Would The Disaster Artist live up to its source material? Could it shed light on what must have been one of the most unique filmmaking experiences of 20th century? Read on to find out.

The Good

Firstly, I’m happy to report that every role is played sublimely. Both Franco portray Wiseau and Sestero so convincingly, it’s easy to forget you’re watching a dramatisation and not a documentary. This is most evident during the closing credits, where scenes from The Room are shown alongside recreations starring the cast of The Disaster Artist; the similarities are uncanny, unsettlingly so. 

What’s more, not only are the portrayals accurate, but remarkably endearing. Franco plays a very sympathetic Wiseau who’s blind, furious ambition is as relatable as it is inspiring. Sure, this is first and foremost a comedy, but it’s hard not to get choked up watching a man achieve his dreams against all odds, despite the unconventional route to this resolution.

In that regard, arguably the raison d'être of the film for long time fans of the source material is that it gives you a whole new appreciation for The Room. No longer is it just a punchline, but the culmination of toil, explosive arguments, hirings, firings and above all an unwavering dream. 

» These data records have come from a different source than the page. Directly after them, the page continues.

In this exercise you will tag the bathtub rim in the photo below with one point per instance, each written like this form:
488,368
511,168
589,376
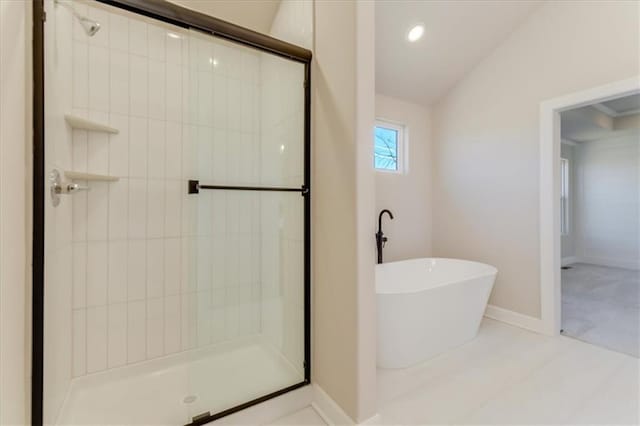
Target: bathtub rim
490,271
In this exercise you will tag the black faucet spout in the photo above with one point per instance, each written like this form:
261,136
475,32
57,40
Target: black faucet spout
380,218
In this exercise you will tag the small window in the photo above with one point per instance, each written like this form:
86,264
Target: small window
564,196
388,144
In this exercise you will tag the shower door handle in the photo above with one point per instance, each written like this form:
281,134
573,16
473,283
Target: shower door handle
74,187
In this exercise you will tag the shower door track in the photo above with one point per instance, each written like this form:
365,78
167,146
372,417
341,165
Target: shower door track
164,11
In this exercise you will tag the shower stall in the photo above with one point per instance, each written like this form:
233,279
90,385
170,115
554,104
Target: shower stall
171,215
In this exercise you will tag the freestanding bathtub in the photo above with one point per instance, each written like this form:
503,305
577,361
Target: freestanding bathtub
428,306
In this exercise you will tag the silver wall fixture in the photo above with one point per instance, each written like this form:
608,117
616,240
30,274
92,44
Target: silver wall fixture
90,27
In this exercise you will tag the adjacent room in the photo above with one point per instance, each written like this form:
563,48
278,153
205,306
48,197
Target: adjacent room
600,224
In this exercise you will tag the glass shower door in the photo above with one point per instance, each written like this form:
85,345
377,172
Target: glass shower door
246,207
176,218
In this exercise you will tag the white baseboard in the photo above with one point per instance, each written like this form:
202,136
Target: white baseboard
613,263
332,413
514,318
569,260
328,409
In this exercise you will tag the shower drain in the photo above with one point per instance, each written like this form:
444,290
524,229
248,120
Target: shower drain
189,399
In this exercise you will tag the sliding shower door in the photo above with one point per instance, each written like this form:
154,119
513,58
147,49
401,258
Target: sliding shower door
171,251
244,159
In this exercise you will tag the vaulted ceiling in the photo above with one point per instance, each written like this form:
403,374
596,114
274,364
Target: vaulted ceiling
458,35
256,15
602,120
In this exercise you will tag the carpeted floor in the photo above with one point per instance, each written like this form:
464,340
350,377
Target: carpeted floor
601,306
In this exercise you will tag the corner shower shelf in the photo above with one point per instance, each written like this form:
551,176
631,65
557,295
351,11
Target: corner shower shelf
85,124
90,176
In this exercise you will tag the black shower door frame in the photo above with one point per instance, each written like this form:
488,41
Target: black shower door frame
164,11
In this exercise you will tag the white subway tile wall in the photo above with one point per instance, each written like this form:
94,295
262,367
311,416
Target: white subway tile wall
157,271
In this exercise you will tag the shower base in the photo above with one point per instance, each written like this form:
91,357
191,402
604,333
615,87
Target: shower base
172,390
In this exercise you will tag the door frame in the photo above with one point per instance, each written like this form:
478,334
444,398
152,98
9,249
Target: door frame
164,11
550,142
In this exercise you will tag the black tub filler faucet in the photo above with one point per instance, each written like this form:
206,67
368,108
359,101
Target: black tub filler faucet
380,238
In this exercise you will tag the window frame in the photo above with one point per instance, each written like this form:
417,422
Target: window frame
565,197
401,150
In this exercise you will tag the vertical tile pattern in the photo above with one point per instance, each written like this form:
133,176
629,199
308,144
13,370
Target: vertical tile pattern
156,271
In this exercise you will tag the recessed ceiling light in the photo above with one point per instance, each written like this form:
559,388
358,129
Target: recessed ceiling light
415,33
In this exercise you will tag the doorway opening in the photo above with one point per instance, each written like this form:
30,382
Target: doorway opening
590,226
599,223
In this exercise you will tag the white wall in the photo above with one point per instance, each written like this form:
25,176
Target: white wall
606,209
15,112
407,195
293,22
568,242
486,140
342,204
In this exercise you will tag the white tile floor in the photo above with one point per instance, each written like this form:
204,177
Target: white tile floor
601,305
153,393
305,417
508,375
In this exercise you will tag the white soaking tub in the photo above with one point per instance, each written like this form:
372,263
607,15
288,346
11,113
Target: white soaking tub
428,306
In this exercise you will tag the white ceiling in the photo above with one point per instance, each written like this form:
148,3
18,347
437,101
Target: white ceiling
458,35
603,120
256,15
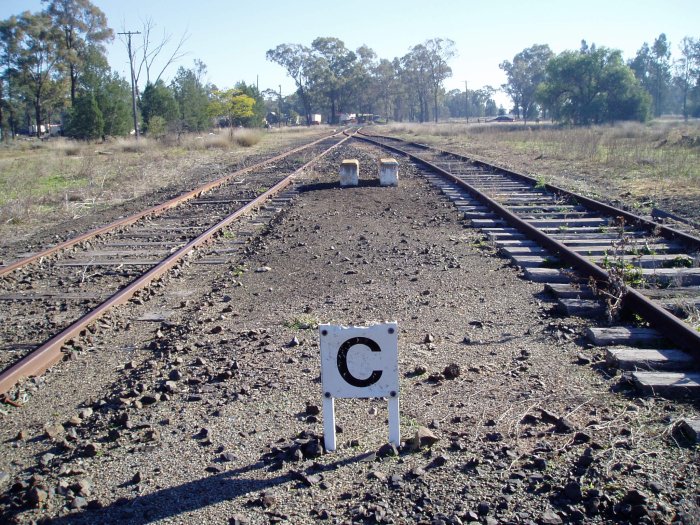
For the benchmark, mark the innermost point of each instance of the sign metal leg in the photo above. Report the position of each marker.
(394, 421)
(329, 423)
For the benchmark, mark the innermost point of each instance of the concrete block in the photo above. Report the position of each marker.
(350, 172)
(388, 172)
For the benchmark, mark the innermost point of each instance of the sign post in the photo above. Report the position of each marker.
(359, 362)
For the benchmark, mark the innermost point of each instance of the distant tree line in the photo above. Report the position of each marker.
(595, 85)
(332, 79)
(54, 71)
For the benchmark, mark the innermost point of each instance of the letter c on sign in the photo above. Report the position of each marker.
(343, 362)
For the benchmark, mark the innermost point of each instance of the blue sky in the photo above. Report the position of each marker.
(231, 37)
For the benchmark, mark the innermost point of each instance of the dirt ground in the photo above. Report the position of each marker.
(210, 414)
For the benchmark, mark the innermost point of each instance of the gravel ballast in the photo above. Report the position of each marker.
(211, 413)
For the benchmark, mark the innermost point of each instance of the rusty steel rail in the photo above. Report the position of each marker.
(154, 210)
(672, 327)
(630, 218)
(49, 353)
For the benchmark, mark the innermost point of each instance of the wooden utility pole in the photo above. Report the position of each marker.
(133, 82)
(466, 101)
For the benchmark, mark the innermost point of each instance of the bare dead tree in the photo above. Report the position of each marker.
(150, 50)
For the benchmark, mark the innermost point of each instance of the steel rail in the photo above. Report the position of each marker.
(152, 211)
(49, 353)
(630, 217)
(672, 327)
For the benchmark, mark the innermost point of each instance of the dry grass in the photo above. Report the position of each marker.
(47, 183)
(655, 164)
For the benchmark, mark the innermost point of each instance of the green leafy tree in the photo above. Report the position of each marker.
(83, 31)
(525, 74)
(231, 106)
(192, 97)
(85, 121)
(10, 38)
(652, 66)
(158, 101)
(439, 52)
(37, 61)
(332, 65)
(112, 93)
(688, 71)
(592, 86)
(257, 119)
(298, 61)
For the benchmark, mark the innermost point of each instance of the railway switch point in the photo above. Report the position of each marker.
(388, 172)
(349, 172)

But rest assured, it’s still the best film to watch drunk.


The Bad

Having said that, The Disaster Artist isn’t quite the perfect film that The Room is. For example, it omits elements from Sestero’s original book that paint a less than favourable portrait of Wiseau. You’ll have to read the book (which I implore that you do) to find out what these are, and to say that their omission detracts from the film would be a misnomer, however for a film purported to be ‘based on true events’, I’d appreciate the truest account of these events to be told.

Furthermore, although they have brief cameos, it would’ve been nice to see both Wiseau and Sestero in more prominent roles. But chalk this one up to personal preference rather than objective criticism.

The Verdict

When you consider the stigma attached to The Room, The Disaster Artist is better than it had any right to be. A hugely entertaining and surprisingly heat-warming romp, regardless of if you’ve ever seen original film or not, there’s plenty to enjoy here and it’s more than deserving of the awards and plaudits it’s garnered.